The kilt is a knee-length non-bifurcated skirt-type garment with pleats at the rear, originating in the traditional dress of men and boys in the Scottish Highlands of the 16th century. Although the kilt is most often worn on formal occasions and at Highland games and sports events, it has also been adapted as an item of fashionable informal male clothing in recent years, returning to its roots as an everyday garment.

The Helping Hand From Hamburger Helper

Hamburger Helper is a line of General Mills packaged food products, sold under the Betty Crocker brand, which consist primarily of boxed pasta bundled with a packet or packets of powdered sauce or seasonings.
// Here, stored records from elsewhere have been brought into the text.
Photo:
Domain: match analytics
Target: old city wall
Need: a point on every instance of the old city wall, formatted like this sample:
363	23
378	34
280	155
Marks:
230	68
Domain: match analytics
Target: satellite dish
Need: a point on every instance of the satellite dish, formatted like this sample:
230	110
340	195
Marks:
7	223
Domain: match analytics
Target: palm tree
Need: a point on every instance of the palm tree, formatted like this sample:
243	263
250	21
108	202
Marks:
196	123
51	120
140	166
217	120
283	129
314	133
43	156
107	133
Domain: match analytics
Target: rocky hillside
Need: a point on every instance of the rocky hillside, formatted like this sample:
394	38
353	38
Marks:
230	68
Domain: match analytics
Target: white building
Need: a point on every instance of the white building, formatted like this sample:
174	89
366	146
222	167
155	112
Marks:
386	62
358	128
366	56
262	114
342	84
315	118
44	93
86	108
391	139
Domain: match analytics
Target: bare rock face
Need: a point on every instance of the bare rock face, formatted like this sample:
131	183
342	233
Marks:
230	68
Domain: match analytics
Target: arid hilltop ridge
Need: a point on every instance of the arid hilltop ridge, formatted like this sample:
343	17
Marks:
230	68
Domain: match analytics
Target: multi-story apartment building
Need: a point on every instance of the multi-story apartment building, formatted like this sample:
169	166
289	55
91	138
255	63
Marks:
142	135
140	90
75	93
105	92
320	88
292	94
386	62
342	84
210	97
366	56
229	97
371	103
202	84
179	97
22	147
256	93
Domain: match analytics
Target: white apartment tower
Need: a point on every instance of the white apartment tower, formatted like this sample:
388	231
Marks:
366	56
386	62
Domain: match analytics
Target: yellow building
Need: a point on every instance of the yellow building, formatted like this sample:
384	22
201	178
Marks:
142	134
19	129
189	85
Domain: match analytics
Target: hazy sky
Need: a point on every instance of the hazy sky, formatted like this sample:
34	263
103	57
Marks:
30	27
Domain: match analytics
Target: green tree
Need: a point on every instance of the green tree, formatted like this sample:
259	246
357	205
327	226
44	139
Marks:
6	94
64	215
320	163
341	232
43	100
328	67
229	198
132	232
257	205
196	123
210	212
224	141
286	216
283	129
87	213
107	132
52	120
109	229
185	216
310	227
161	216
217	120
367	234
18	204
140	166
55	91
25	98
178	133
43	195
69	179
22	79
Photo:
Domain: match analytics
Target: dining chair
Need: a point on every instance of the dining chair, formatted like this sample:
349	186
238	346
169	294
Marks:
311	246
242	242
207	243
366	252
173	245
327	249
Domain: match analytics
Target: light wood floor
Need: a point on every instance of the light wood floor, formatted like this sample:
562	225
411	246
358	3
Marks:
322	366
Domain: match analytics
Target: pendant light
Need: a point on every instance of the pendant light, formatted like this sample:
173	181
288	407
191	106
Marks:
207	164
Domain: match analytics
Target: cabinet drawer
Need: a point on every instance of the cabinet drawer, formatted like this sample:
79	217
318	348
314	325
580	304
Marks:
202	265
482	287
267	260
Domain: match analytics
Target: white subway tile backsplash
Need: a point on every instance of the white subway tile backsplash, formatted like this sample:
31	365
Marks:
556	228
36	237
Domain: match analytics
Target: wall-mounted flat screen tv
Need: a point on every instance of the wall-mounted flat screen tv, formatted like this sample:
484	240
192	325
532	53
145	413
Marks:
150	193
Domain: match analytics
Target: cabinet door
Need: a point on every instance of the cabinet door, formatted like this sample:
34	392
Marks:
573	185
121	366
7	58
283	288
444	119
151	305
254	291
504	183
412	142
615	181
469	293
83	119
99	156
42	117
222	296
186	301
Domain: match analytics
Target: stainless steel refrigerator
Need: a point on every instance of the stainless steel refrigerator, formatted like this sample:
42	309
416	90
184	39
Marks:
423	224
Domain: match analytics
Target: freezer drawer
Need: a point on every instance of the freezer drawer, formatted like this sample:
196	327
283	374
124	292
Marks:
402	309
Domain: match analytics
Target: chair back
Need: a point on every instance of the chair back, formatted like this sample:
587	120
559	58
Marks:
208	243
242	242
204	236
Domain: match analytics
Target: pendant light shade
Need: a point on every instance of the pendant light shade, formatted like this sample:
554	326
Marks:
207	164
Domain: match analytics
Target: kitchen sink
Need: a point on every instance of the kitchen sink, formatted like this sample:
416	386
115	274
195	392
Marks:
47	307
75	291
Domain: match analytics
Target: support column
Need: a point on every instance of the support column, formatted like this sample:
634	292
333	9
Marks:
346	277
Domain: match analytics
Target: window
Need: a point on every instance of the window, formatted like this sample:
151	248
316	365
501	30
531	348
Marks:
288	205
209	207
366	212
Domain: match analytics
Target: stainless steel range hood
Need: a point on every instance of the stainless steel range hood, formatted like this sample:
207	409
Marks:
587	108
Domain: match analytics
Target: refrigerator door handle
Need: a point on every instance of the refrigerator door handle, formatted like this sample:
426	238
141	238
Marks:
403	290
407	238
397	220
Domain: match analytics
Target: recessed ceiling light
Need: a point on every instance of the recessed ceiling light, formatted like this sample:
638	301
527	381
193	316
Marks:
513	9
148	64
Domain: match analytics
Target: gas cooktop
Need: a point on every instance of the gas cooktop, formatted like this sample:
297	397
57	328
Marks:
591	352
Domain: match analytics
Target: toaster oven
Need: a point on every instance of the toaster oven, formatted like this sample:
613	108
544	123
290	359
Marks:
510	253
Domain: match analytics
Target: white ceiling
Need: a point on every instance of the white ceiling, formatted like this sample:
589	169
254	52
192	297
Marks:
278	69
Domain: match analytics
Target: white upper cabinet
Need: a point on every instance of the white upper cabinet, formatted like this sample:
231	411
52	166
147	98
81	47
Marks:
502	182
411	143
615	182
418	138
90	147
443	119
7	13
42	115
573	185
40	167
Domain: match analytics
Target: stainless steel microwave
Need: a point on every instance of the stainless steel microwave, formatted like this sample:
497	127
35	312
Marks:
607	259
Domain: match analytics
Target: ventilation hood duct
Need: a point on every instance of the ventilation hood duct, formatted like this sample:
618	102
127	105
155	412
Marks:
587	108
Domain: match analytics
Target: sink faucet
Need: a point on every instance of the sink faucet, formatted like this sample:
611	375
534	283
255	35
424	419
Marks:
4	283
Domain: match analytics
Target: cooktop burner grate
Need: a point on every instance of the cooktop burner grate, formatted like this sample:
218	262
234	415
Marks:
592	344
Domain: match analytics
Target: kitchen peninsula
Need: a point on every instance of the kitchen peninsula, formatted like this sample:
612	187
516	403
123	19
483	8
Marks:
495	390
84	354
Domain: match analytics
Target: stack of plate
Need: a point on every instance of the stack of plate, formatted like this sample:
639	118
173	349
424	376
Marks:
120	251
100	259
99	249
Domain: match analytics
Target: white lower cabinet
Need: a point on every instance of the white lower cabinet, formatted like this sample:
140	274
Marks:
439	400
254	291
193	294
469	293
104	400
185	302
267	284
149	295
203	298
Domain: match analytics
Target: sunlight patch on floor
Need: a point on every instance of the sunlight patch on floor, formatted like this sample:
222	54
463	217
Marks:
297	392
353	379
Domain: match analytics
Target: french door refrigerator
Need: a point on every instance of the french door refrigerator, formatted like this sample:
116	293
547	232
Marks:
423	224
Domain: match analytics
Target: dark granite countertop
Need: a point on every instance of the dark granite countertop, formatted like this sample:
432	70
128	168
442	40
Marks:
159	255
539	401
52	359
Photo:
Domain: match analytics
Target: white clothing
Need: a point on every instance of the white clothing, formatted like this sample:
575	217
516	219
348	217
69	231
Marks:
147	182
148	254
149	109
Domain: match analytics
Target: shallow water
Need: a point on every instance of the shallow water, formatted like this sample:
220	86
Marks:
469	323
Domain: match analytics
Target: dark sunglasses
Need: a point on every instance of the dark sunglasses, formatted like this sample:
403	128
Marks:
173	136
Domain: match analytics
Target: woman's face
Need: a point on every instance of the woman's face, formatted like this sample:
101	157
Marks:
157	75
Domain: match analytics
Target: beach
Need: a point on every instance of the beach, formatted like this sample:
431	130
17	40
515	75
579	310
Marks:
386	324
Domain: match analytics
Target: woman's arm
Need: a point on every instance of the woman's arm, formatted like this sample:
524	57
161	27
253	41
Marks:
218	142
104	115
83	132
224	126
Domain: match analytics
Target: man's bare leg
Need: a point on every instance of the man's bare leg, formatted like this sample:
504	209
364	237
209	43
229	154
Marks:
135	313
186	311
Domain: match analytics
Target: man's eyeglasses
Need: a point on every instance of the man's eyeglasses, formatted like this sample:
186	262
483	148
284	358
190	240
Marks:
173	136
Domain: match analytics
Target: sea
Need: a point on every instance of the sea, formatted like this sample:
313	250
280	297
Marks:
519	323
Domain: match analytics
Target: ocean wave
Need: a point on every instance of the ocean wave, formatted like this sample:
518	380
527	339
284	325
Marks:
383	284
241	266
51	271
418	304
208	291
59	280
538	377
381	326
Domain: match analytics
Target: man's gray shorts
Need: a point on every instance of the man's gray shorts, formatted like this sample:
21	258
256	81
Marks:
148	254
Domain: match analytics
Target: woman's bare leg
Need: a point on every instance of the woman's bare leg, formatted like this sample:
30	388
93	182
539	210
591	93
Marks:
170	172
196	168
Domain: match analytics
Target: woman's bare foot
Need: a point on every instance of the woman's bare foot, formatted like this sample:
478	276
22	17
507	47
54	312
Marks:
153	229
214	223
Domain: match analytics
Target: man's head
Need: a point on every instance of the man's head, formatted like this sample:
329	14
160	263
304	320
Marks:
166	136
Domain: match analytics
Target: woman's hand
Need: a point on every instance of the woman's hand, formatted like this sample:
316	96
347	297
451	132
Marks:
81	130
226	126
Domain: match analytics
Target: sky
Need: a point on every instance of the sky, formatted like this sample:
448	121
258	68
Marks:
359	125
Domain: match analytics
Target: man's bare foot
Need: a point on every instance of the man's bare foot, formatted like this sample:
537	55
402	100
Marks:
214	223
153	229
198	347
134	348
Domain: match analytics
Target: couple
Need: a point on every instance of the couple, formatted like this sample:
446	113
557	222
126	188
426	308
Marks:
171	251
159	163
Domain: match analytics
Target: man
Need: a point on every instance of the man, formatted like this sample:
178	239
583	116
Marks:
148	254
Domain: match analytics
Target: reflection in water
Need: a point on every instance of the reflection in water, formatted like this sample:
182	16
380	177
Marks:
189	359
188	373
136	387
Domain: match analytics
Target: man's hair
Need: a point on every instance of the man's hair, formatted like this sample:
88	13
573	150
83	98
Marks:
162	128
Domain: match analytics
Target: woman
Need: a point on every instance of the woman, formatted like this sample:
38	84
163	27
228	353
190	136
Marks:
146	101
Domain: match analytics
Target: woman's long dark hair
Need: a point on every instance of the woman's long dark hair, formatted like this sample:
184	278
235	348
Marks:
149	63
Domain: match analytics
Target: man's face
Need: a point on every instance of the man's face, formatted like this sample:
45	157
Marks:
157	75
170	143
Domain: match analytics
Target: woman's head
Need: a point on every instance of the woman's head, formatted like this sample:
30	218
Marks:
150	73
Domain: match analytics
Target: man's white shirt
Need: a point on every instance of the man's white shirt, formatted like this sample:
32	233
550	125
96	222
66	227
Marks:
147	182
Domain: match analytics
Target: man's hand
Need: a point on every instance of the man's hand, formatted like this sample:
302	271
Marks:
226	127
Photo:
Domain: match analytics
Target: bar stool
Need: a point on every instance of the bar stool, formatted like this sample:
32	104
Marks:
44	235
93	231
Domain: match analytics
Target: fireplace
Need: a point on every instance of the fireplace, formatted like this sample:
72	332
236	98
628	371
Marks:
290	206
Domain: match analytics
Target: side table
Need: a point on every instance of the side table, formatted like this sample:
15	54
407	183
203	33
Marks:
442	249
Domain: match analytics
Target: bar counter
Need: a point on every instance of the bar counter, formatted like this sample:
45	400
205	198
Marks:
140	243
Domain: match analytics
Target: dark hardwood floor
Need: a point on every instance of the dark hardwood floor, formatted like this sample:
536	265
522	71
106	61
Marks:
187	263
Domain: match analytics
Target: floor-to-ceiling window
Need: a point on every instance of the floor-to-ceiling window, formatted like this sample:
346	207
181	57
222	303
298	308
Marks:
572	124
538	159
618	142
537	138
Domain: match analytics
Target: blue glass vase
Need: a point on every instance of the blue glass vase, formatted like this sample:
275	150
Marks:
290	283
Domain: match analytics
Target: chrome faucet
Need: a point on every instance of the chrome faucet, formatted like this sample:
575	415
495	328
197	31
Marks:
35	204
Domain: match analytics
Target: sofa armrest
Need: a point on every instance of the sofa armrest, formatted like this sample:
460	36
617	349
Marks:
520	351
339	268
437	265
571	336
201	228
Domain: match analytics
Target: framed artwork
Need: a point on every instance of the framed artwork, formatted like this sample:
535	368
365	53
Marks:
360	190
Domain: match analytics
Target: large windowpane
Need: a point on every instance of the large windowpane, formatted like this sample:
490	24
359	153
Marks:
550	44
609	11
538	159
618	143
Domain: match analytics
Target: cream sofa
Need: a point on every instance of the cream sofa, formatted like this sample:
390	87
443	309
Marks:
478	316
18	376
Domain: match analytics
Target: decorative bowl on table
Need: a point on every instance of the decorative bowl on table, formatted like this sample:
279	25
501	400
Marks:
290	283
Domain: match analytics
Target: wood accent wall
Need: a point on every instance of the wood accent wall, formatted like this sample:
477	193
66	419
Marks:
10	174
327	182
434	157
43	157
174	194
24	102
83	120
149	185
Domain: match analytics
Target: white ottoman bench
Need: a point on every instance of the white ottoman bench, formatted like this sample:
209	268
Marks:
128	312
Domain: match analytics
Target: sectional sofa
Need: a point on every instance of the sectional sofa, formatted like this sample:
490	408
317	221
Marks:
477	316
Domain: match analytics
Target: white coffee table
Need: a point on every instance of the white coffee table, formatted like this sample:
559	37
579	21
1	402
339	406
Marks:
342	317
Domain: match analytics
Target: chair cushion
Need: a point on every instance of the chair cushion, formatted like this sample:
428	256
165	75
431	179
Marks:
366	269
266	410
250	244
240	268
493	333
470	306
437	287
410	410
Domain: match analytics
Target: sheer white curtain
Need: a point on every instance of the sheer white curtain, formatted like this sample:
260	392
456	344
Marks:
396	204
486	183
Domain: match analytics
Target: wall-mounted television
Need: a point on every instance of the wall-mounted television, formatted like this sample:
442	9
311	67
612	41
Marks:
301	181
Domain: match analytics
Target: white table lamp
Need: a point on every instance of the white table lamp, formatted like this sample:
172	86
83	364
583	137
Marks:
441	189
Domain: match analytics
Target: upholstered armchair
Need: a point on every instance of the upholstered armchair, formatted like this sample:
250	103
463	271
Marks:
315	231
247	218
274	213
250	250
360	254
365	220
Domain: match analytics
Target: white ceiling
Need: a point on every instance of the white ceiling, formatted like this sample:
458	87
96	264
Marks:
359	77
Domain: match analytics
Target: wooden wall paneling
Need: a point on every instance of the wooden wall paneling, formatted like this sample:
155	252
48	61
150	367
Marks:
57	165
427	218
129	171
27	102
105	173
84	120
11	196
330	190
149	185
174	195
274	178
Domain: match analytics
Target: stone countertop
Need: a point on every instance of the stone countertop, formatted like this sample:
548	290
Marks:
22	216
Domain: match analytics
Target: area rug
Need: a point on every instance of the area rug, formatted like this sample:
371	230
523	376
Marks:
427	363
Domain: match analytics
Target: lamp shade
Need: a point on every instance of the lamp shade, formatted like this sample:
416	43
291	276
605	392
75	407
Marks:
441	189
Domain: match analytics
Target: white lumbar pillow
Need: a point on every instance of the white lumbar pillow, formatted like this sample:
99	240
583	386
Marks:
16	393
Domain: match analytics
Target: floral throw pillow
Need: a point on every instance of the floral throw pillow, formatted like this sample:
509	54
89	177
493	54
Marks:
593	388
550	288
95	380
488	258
The Hamburger Helper mascot is the “Helping Hand” (or “Lefty”), an anthropomorphic animated, four fingered left-hand glove, which appears in the product’s television commercials and on the packages.

Ground beef, beef mince, minced meat, hamburger (in the United States) is a ground meat made of beef, finely chopped by a meat grinder.

General Mills, Inc. is an American Fortune 500 corporation, primarily concerned with food products and headquartered in the Minneapolis suburb of Golden Valley, Minnesota.

When E. F. Hutton Talks, People on an Airplane Listen

E. F. Hutton & Co. was an American stock brokerage firm founded in 1904 by Edward Francis Hutton, his brother Franklyn Laws Hutton, and later led by well known Wall Street trader Gerald M. Loeb. The firm was best known for its commercials in the 1970s and 1980s based on the phrase, “When E. F. Hutton talks, people listen” (which usually involved a young professional remarking at a dinner party that his broker was E.F. Hutton, which caused the moderately loud party to stop all conversation to listen to him).

A brokerage firm, or simply brokerage, is a financial institution that facilitates the buying and selling of financial securities between a buyer and a seller.

Corporate [check] kiting involves the use of a large kiting scheme involving perhaps millions of dollars to secretly borrow money or earn interest. While limits are often placed on an individual as to how much money can be deposited without a temporary hold, corporations may be granted immediate access to funds, which can make the scheme go unnoticed. This was the case with E. F. Hutton & Co. in the early 1980s.

Benton & Bowles (B&B) was a New York-based advertising agency founded by William Benton and Chester Bowles in 1929.